A estas decisões políticas desastrosas correspondeu, no interior do Ministério da Saúde, um vandalismo particular. Ele coincide com a ocupação da pasta por um conjunto de militares sem nenhum conhecimento sanitário, mas de fidelidade canina a Bolsonaro. Presidente da Associação Brasileira de Saúde Coletiva (Abrasco), a professora Gulnar Azevedo e Silva relata. “A partir da posse de Bolsonaro, foram liquidados diversos comitês internos. No Programa Nacional de Imunização, em particular, extinguiu-se um comitê de especialistas que reunia virologistas, pediatras e sanitaristas. Em seu lugar, formou-se uma ‘câmara técnica’ fatiada em dez grupos de trabalho. As consultas são feitas individualmente, sem debate coletivo, muitas vezes com pedido de sigilo”.

Este movimento, prossegue Gulnar, “avança em paralelo com o que houve no desmonte da atenção primária. É um dos programas mais atacados pelo corte de verbas do SUS. Equipes inteiras estão sendo desmontadas, já há problemas de distribuição de vacinas. Acabaram os horários estendidos de vacinação (aos domingos, por exemplo). Acabaram as campanhas de comunicação sobre a importância das vacinas”.

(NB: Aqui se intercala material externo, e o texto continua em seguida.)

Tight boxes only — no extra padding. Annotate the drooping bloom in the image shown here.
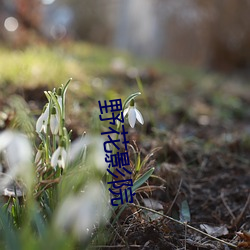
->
[35,144,43,165]
[51,145,67,169]
[50,107,60,135]
[123,99,144,128]
[36,104,49,134]
[0,130,33,189]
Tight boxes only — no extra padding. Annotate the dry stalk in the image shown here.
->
[128,203,237,248]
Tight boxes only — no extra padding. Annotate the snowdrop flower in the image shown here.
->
[35,143,43,165]
[123,99,144,128]
[36,104,49,134]
[0,130,33,188]
[54,182,110,240]
[57,88,62,111]
[51,143,67,169]
[50,107,60,135]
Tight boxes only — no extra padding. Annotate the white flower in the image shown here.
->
[123,100,144,128]
[51,146,67,169]
[35,144,43,165]
[57,95,62,111]
[0,130,33,188]
[50,107,60,135]
[54,182,110,240]
[36,104,49,134]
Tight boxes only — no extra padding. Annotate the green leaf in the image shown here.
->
[122,92,141,110]
[132,168,155,192]
[114,168,155,210]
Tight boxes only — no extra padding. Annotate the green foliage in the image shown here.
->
[0,80,154,250]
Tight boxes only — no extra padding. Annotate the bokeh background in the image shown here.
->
[0,0,250,72]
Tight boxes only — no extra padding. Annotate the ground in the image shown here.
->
[0,44,250,250]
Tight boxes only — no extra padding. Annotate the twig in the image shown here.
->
[220,191,236,221]
[89,245,142,249]
[234,191,250,226]
[167,179,182,214]
[130,203,237,248]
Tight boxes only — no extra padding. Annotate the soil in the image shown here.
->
[2,71,250,250]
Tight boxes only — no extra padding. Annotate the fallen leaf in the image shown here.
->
[200,224,228,237]
[237,231,250,249]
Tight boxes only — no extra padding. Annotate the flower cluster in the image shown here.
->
[35,81,70,174]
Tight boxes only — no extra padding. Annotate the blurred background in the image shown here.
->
[0,0,250,72]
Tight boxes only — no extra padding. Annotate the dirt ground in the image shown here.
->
[1,69,250,250]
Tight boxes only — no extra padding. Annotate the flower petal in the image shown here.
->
[135,108,144,124]
[123,108,129,118]
[50,115,59,135]
[128,107,136,128]
[36,113,44,133]
[50,146,61,168]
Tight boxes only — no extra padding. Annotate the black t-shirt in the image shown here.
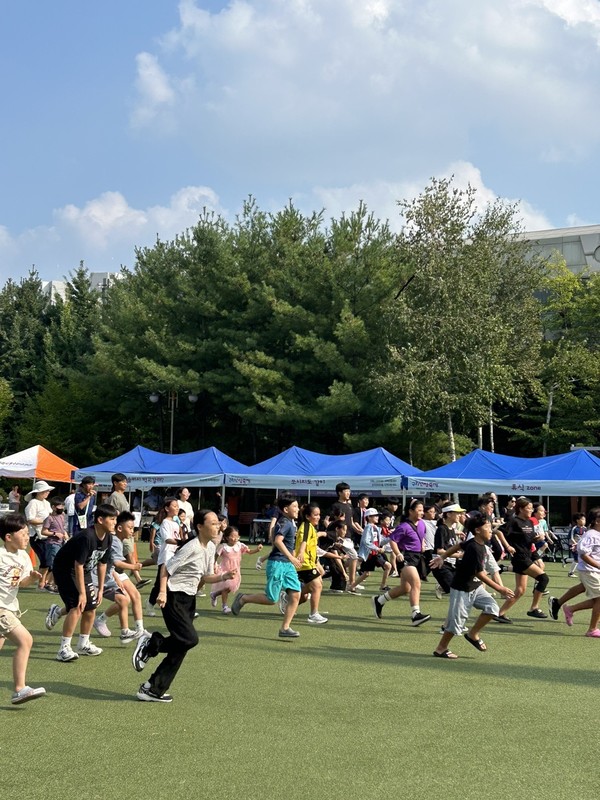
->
[329,500,354,536]
[501,515,535,558]
[54,527,112,575]
[452,539,486,592]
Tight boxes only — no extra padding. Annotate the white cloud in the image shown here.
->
[0,186,226,282]
[134,0,600,181]
[312,161,552,230]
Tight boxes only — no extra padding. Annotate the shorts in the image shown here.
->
[358,553,388,575]
[54,572,98,612]
[297,569,321,584]
[123,537,135,559]
[445,586,500,636]
[0,608,23,639]
[342,539,358,561]
[577,569,600,600]
[265,558,302,603]
[511,555,533,575]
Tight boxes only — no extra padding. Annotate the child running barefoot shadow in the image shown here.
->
[210,525,263,614]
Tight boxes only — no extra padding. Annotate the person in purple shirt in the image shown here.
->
[373,497,431,627]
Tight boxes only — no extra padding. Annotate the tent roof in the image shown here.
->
[0,444,76,483]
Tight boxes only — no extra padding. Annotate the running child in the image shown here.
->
[432,512,514,660]
[132,509,235,703]
[0,514,46,705]
[231,495,302,639]
[210,525,262,614]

Seria a sabotagem das vacinas parte do esforço para privatizar o SUS – que o governo anunciou em 16 de novembro, para em seguida desmentir a si mesmo — porém, foi de modo inconvincente?

* * *

No que diz respeito à imunização, algo mudou a partir de 7/12, quando o governador João Doria anunciou que os brasileiros de São Paulo terão acesso à vacina a partir de janeiro; e que os de outros estados serão bem-vindos para recebê-la também. Temendo forte desgaste, o Palácio do Planalto viu-se obrigado a uma mudança de discurso. Em fala feita às pressas, ao lado do ministro Paulo Guedes, Bolsonaro assegurou que “quando aprovadas” vacinas, o governo as oferecerá – e serão “gratuitas e não obrigatórias”. Não deu detalhe algum, porque meses de sabotagem deixaram-no sem trunfos na mão. Mas ordenou ao ministro da Saúde que mudasse novamente de posição e corresse agora atrás das vacinas da Pfizer. Aparentemente, Pazzuelo obteve minguadas 8,5 milhões de doses, suficientes para imunizar 4% da população.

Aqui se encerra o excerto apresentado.